2017 Summer Worship
Our 7:30 am service is deeply rooted in in the history of the church, using the Rite One liturgy without music. Followed by Fellowship and Forum (at 9:00 am)
During the summer months, our 10:00 am service offers a liturgical vacation as we adopt services from other parts of the world. For the next few months we are using a service adapted from a service at Christ Church Cathedral, in Dublin. That service is itself based on liturgies of the Iona Community.
St. Columba first established a monastic community on the Isle of Iona in 563 (making this the 1,454th anniversary of his arrival). From Iona, a small island in the Western Hebrides (just off the coast of what is now Scotland), a Celtic form of Christianity spread through Scotland and northern England.

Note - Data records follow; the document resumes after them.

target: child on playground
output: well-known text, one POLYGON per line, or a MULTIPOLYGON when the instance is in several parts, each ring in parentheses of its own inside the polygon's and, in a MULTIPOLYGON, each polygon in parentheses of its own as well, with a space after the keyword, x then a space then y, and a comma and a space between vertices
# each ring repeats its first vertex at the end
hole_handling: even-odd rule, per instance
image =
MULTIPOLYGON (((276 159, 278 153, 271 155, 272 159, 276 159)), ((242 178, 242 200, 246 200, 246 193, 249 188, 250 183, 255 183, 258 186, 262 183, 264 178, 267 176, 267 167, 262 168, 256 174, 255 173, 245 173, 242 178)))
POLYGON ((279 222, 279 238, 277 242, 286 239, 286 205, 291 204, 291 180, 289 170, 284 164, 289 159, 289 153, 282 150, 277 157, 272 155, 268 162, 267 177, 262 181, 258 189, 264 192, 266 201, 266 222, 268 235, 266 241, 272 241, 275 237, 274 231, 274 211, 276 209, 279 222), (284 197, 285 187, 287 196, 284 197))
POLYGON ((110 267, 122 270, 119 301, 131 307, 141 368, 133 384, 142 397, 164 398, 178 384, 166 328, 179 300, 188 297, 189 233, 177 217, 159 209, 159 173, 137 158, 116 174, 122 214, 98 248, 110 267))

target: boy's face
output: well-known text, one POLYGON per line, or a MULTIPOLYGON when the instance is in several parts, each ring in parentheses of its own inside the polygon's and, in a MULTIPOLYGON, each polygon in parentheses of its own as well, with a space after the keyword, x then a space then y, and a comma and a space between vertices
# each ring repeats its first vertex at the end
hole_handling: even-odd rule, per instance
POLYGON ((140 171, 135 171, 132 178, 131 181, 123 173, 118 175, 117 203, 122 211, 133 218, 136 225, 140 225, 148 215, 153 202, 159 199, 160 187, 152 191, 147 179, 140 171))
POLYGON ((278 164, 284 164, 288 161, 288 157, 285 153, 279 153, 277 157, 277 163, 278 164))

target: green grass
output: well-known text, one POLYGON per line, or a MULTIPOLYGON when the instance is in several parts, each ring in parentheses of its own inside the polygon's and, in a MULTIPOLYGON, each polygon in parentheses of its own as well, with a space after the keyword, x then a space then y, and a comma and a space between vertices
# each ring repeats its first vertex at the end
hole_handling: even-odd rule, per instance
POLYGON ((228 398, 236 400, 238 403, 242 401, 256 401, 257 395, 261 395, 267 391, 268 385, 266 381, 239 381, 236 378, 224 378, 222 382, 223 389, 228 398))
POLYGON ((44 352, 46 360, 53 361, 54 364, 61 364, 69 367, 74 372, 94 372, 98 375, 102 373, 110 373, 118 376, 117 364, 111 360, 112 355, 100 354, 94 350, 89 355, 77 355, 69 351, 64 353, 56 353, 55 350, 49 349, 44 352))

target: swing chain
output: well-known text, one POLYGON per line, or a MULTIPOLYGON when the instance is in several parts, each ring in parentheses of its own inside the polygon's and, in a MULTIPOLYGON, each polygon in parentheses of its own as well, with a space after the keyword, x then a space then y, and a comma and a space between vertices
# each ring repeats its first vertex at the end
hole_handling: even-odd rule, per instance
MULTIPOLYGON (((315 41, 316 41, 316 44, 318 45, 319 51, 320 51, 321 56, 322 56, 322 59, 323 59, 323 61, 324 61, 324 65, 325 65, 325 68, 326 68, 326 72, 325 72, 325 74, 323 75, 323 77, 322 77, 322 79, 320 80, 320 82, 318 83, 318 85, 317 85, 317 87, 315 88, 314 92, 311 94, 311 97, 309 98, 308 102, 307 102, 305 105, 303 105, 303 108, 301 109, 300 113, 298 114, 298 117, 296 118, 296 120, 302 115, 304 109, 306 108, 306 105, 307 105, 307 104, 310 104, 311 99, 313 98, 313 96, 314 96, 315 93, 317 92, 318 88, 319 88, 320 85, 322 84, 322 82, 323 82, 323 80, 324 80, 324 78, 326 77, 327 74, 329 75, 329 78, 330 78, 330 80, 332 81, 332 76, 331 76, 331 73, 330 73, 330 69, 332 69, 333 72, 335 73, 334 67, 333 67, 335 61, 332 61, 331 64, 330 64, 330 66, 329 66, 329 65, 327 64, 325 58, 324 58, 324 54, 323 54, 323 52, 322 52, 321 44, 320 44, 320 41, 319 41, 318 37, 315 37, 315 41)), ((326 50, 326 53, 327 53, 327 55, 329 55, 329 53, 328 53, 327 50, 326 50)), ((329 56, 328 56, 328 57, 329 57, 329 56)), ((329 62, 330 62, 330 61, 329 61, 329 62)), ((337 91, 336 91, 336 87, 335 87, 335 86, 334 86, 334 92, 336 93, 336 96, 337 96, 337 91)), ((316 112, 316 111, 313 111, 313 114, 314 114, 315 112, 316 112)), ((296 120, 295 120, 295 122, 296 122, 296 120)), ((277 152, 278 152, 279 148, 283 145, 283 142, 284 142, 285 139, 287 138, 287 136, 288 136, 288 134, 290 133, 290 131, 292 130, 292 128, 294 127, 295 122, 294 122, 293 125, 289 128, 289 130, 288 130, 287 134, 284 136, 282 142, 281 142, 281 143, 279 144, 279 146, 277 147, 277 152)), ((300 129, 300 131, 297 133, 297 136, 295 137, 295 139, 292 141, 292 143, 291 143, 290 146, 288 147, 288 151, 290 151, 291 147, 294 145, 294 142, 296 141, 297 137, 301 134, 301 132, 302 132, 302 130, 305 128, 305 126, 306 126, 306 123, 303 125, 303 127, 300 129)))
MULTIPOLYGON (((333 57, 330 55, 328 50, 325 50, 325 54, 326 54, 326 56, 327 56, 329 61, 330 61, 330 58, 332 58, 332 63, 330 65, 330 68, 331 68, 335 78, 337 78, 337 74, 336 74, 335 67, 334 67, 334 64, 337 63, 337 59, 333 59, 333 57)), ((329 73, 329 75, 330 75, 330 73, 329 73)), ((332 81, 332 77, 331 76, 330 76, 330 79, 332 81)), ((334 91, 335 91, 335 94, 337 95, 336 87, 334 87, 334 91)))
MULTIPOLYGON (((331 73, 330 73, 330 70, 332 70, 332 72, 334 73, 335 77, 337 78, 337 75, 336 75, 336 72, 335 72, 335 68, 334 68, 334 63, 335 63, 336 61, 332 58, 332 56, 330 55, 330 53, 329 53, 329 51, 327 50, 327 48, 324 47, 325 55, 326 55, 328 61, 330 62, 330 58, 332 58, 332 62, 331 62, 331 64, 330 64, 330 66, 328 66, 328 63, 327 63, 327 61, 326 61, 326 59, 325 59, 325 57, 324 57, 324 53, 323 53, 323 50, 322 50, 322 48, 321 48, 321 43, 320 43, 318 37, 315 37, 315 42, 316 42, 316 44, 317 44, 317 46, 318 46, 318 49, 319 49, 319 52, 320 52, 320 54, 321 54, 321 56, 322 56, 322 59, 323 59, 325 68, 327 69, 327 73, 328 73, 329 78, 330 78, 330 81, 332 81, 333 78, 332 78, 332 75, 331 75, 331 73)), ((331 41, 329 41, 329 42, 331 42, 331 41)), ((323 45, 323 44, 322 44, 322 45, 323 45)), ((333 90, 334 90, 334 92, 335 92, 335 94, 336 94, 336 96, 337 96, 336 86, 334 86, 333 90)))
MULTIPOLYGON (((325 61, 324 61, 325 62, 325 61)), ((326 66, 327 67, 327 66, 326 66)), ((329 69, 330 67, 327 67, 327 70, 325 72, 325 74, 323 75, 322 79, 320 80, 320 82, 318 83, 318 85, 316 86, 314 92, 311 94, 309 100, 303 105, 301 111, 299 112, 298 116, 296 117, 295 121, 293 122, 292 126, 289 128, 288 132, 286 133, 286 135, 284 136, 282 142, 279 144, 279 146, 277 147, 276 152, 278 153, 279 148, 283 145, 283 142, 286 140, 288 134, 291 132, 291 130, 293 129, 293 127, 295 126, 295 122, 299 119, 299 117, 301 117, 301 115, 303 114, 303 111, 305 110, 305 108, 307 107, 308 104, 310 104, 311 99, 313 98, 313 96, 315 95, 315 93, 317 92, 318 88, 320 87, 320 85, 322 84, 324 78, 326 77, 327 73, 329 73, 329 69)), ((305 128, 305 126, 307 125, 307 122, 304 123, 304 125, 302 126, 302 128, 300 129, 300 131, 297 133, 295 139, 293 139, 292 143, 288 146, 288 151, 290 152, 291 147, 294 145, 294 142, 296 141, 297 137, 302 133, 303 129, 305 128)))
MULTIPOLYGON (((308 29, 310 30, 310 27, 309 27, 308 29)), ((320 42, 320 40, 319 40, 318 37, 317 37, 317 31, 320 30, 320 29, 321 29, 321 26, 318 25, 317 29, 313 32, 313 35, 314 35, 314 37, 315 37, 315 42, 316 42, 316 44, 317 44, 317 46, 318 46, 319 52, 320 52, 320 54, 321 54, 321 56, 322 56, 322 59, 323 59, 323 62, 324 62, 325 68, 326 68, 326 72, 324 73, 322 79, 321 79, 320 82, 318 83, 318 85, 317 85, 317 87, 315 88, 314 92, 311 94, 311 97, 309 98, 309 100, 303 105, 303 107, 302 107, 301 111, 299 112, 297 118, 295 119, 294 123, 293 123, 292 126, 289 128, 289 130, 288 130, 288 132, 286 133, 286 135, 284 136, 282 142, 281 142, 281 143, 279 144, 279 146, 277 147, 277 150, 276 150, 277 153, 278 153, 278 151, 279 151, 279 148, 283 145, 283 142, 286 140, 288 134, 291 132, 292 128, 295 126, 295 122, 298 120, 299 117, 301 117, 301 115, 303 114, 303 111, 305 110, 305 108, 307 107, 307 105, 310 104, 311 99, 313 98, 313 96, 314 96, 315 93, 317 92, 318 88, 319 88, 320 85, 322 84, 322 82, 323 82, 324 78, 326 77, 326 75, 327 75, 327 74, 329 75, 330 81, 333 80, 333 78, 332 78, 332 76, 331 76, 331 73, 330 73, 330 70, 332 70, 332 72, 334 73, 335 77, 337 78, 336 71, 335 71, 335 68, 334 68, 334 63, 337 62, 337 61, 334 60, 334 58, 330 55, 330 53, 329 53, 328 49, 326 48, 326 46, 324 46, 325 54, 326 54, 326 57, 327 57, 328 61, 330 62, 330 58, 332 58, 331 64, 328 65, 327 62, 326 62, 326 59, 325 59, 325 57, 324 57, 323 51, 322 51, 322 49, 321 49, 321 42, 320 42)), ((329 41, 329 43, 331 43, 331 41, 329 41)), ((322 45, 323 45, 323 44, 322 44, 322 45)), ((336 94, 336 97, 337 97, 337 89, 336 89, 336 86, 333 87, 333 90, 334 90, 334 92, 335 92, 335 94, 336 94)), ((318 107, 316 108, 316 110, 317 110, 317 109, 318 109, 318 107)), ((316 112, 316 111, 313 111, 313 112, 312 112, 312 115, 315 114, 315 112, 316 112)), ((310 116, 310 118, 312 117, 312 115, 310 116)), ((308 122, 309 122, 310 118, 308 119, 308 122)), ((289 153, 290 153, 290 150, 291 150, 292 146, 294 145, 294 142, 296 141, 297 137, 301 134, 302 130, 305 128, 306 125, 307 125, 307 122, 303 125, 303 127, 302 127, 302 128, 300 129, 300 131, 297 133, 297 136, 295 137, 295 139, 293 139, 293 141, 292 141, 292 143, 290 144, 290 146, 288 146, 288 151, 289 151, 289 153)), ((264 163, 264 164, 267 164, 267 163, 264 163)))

In the 20th century, a local Scottish clergyman worked to rebuild the medieval abbey that grew up on the site of Columba’s first monastery. More importantly, he established a new ecumenical community grounded in the Celtic traditions and addressing the needs of a modern world.
Peace from A Celtic Liturgy
Deep peace of the quiet earth to you. Deep peace of the flowing air to you.
Deep peace of the running wave to you. Deep peace of the shining stars to you.
Deep peace of the Son of Peace be always with you.
People: And also with you.
All are welcome!
Lessons for each Sunday are available at http://www.lectionarypage.net/
There is an old saying that goes: “There are two things you can’t do alone: get married and be a Christian.”
While someone can be a very holy and evolved being, a great teacher and leader, Christianity, like marriage, is a community affair.
The structure for our coming together as a thing we call “Church” in the Episcopal Tradition is laid out for us in the Book of Common Prayer (BCP) and by working with our Bishop, the Rt. Rev. Michael Hanley. These two guide the form and options of our common worship, and then our own parish leaders, especially Canon Linda, guide us week to week by making choices and crafting opportunities to locate our common worship in the actual and specific life of this part of Clackamas County.
In this way Church is always both local and universal, personal and communal, reflecting the Abba God revealed by Jesus – eternal, beyond history, yet caring for every person, (even the hairs on their heads,) and every sparrow every day.